Apesar dessa participação política-social contribuir para instigar a emancipação
social e políticas das pessoas que constituem esses sujeitos coletivos, há pouca
capacidade deles se contraporem de modo radical às práticas, valores e hábitos da
cultura política tradicional. Esta situação põe em risco sua capacidade de promover
mudança social e política. O risco está no fato dos sujeitos atuarem num ambiente eivado
de elementos da cultura política, onde velhos e novos valores coexistem, e dificilmente
estes sujeitos conseguem isentarem-se dos efeitos das velhas práticas culturais.
Tal constatação coloca em duvida as possibilidades de mudança no âmbito
estrutural no campo político, econômico, social e cultural porque, entre outros aspectos,,
os hábitos da cultura política tradicional estão entranhados às práticas sociais e políticas
dos sujeitos limitando,assim, os avanços das novas práticas de participação para a
decisão, deliberação e o exercício de partilha de poder entre estado e sociedade.
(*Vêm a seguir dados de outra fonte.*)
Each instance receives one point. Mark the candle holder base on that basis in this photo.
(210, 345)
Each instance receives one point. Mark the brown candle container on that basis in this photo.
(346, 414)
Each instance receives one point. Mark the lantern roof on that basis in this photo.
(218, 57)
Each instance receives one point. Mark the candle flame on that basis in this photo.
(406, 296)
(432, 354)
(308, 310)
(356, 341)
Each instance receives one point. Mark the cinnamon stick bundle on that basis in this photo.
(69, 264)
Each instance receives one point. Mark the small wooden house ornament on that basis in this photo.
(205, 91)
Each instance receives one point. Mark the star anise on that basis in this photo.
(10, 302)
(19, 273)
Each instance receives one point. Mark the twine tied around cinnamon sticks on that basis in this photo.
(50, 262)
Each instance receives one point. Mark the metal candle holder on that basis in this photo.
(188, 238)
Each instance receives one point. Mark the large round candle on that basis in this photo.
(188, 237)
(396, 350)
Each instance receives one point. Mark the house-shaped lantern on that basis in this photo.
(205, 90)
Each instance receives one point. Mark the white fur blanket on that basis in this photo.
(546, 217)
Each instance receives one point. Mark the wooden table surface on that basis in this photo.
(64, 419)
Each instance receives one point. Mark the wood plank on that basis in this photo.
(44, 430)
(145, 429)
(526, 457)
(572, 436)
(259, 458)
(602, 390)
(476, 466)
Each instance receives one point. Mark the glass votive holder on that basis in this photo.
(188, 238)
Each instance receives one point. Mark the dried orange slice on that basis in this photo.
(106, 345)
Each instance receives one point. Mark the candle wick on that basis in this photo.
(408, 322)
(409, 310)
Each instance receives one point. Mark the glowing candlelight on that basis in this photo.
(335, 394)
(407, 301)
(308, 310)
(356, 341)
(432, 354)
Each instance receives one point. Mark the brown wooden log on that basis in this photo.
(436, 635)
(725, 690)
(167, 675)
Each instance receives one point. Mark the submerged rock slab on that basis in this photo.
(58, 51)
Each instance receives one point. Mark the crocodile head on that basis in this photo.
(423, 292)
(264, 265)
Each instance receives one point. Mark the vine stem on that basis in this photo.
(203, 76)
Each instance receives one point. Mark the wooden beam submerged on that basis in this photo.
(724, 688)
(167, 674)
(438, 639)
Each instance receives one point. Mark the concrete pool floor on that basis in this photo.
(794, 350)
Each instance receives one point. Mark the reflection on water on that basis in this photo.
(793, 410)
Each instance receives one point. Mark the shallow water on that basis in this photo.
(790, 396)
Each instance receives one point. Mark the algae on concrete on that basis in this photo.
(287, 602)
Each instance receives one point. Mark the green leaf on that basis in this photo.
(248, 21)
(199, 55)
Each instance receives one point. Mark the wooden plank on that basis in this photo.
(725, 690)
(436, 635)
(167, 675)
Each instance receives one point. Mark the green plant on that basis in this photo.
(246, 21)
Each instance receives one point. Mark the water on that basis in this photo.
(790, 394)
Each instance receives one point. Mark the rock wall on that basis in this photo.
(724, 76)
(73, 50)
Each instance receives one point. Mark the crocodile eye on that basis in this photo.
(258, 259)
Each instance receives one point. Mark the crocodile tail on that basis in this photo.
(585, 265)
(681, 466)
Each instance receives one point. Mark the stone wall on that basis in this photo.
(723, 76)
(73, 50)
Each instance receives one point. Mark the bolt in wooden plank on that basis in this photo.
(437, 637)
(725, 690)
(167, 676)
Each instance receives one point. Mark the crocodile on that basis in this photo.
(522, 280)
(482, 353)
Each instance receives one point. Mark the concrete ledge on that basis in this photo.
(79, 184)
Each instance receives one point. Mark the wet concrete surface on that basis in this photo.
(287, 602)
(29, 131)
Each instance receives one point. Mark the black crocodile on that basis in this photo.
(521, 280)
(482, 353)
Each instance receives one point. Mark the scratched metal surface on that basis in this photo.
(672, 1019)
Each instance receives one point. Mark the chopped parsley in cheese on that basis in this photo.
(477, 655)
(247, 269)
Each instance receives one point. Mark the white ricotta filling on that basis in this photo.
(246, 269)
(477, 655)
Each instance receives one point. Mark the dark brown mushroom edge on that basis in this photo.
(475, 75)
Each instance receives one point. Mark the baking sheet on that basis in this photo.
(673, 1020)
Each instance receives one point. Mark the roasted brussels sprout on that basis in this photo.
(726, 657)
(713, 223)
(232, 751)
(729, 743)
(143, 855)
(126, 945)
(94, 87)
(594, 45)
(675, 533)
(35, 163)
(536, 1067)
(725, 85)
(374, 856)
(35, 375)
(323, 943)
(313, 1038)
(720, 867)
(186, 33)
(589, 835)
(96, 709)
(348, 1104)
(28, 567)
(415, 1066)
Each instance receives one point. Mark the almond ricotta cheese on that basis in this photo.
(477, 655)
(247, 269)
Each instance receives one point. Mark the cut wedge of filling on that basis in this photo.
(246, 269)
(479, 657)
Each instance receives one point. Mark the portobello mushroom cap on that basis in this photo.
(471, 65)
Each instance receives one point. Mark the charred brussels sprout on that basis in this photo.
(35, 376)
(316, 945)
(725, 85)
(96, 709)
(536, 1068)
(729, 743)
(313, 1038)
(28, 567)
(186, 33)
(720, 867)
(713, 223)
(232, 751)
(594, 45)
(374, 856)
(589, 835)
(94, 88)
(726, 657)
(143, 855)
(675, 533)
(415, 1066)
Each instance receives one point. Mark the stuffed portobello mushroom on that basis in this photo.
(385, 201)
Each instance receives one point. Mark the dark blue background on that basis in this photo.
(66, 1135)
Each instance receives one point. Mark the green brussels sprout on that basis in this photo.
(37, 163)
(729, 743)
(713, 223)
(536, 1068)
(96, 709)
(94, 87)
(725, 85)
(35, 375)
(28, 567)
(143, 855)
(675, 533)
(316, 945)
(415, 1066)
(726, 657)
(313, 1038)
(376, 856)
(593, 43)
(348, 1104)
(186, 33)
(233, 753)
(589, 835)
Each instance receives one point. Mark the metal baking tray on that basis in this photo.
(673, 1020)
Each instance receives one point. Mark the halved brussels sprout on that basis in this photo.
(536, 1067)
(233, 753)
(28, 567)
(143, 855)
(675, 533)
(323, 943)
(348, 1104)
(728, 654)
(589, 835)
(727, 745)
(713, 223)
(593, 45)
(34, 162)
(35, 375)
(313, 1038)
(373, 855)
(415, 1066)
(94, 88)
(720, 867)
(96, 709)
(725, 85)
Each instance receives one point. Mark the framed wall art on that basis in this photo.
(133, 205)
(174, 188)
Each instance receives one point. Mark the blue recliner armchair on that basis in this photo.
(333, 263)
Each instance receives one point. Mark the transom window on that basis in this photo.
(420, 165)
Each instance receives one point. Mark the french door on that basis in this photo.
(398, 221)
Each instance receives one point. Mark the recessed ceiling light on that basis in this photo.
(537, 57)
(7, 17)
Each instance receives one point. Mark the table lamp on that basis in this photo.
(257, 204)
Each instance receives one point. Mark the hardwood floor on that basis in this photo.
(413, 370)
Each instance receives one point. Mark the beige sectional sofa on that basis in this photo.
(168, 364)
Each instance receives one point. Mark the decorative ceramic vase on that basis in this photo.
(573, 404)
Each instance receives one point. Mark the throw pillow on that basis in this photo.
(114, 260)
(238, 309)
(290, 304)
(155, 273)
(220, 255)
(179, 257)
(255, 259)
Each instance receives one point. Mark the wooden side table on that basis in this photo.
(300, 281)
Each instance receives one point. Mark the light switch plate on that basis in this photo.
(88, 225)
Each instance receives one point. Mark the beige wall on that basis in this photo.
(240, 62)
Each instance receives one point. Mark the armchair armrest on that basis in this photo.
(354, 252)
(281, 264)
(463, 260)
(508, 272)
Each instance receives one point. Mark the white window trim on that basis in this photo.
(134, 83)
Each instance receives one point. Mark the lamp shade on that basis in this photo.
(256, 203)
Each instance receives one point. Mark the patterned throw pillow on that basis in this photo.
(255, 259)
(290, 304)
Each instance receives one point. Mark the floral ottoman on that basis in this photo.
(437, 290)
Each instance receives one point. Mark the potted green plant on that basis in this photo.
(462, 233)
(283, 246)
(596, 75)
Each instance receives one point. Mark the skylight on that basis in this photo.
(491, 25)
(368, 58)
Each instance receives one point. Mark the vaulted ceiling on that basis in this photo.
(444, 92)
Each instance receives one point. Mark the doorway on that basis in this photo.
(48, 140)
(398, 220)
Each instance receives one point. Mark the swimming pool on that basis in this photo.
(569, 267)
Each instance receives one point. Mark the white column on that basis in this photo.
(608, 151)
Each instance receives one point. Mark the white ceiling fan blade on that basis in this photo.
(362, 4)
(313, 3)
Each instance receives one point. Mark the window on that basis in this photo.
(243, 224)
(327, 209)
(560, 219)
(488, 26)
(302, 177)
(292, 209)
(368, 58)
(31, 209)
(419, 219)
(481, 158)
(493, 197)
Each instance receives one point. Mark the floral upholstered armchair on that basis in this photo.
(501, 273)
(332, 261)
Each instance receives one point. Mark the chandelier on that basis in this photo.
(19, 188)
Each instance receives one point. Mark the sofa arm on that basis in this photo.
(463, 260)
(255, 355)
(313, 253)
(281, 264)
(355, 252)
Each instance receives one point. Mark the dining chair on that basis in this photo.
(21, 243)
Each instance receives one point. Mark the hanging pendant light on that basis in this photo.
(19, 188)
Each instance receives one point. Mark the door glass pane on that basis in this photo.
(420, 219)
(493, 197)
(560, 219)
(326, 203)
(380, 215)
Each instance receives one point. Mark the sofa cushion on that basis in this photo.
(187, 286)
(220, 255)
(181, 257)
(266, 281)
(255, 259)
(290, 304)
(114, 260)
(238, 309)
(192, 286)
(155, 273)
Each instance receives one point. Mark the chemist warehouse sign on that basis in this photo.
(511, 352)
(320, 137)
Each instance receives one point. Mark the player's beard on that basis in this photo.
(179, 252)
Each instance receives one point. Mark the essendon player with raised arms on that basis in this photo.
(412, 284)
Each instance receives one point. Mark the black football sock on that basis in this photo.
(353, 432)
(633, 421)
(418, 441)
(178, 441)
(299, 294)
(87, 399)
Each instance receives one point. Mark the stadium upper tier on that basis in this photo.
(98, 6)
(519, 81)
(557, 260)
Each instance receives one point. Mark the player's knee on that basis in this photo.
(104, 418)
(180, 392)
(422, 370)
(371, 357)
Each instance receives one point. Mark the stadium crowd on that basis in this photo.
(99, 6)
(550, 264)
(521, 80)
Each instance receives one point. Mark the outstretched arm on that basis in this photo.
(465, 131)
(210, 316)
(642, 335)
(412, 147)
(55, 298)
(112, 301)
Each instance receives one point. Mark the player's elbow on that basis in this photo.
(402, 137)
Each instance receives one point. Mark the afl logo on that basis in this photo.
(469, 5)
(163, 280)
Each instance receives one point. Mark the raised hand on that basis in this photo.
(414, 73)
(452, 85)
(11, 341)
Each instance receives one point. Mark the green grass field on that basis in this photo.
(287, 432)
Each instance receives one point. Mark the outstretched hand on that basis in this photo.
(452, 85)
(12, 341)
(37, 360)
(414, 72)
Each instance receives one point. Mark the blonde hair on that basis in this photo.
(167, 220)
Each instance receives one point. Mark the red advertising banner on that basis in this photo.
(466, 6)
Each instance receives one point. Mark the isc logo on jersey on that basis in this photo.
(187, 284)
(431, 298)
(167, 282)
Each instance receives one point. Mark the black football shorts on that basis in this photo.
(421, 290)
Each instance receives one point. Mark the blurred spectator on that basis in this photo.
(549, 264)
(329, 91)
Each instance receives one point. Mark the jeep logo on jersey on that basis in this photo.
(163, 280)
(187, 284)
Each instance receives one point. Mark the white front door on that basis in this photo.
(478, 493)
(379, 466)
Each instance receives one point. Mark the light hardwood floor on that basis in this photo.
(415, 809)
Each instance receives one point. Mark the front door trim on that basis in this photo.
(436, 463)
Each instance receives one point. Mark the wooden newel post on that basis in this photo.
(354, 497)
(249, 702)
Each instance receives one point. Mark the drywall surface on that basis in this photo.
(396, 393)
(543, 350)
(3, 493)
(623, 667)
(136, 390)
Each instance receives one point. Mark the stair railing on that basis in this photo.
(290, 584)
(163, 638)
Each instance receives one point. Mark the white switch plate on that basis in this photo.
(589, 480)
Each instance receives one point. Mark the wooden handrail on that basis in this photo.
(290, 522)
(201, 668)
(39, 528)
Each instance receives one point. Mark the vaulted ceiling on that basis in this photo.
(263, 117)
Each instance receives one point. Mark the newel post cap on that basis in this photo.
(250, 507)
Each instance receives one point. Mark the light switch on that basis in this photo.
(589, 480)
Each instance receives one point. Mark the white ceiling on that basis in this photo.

Neste
sentido, a participação nos espaços públicos do tipo conselhos, conferência e fóruns têm
valor mais pedagógico e organizativo do que valor político deliberativo.
Por fim, a construção de identidades desses sujeitos, seus processos de
organização e sua relação com o estado podem caminhar em dois sentidos: no primeiro,
a legitimação de práticas políticas de setores de pouco compromisso com a participação
e a emancipação, mesmo incorporando algumas atividades participativas à gestão do
estado. Com pouca diferença, a legitimação também pode ocorrer com setores
progressistas que, pelo discurso, apresentam indicativos de mudança, mas tem pouca
capacidade
de
efetivação.
No
segundo,
a
necessidade
dos
sujeitos
de
se
autoconhecerem pela análise da prática, reconhecerem seus limites, suas dificuldades e
estimular os valores da cultura política inovadora e sobrepor os velhos valores. Para isto,
a mudança é, sobretudo, pessoal, pois mudança estrutural passa pela mudança de
valores pessoais. E assim, os sujeitos sociais coletivos poderão contribuir, efetivamente,
com sua emancipação social e política.